8

What is difference between

Du hast mich verlassen, ohne mir ein Wort zu sagen.

and

Du hattest mich verlassen, ohne mir ein Wort zu sagen.

  • 3
    The answers below are great. Just a minor addition: Some German dialects (e.g. in Berlin) don't quite follow the rules and may use "hattest" where "hast" would be correct. yourdailygerman.com/berlin-dialect-special/#wc-comm-44121_44117 – jcsahnwaldt Aug 22 at 22:59
  • 2
    As an Austrian, I can confirm this -- it often irritates me hearing Germans using the Plusquamperfekt "without a context" to mean simple perfect. That doesn't occur in writing, though. – phipsgabler Aug 23 at 7:42
17

In German, you don't use the plusquamperfect (hattest verlassen) without a context. That is to say, you use it only to make clear that the event happened before a different event that is also set in the past.
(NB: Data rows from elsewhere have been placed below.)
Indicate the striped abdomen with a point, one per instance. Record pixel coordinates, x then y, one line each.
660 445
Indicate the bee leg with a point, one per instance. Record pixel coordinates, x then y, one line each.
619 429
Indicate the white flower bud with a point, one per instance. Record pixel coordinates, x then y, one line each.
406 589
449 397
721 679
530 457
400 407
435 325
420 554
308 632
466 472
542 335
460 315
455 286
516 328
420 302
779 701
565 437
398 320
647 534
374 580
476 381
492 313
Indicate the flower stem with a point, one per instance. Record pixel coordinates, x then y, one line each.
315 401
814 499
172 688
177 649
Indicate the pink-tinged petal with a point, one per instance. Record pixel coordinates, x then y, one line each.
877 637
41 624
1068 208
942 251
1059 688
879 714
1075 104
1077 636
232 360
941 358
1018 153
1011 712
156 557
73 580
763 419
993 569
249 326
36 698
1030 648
Du hattest mich verlassen, aber du bist zurückgekommen.

The perfect tense (hast verlassen) is the most common way to describe a past event in spoken German (the preterite tense is rarely used).


Du hast mich verlassen, ohne mir ein Wort zu sagen.

That sentence can be understood as a simple statement (of course it could have a very reproachful tone). In any case, it could stand on its own.

Du hattest mich verlassen, ohne mir ein Wort zu sagen.

In this sentence it is implied that something happened meanwhile (between the act of leaving and the act of uttering that sentence). Whatever it is that happened should be clear from the wider context or be mentioned before or after this sentence.

10

Du hast mich verlassen, ohne mir ein Wort zu sagen.

The verb form hast verlassen is Perfekt. This event happened in the past of the reality.

Du hattest mich verlassen, ohne mir ein Wort zu sagen.

The verb form hattest verlassen is Plusquamperfekt. This event happened in the past of the narration.

If you used the latter sentence, a listener expects you to continue with your narration, using Präteritum tense. If you used Präsens or Perfekt in the next sentence, that would mark the end of your narration.


Ich habe eingekauft. Jetzt mache ich das Essen.

This is telling what happened in the recent past and present.

Ich hatte eingekauft. Dann machte ich das Essen.

This is narration about a line of events (most likely in the past).

Ich hatte eingekauft. Jetzt mache ich das Essen.

This is narration, followed by telling what happens in the present. A listener would be puzzled, asking you what's the connection between your story and your current plan. The end of the story must be missing!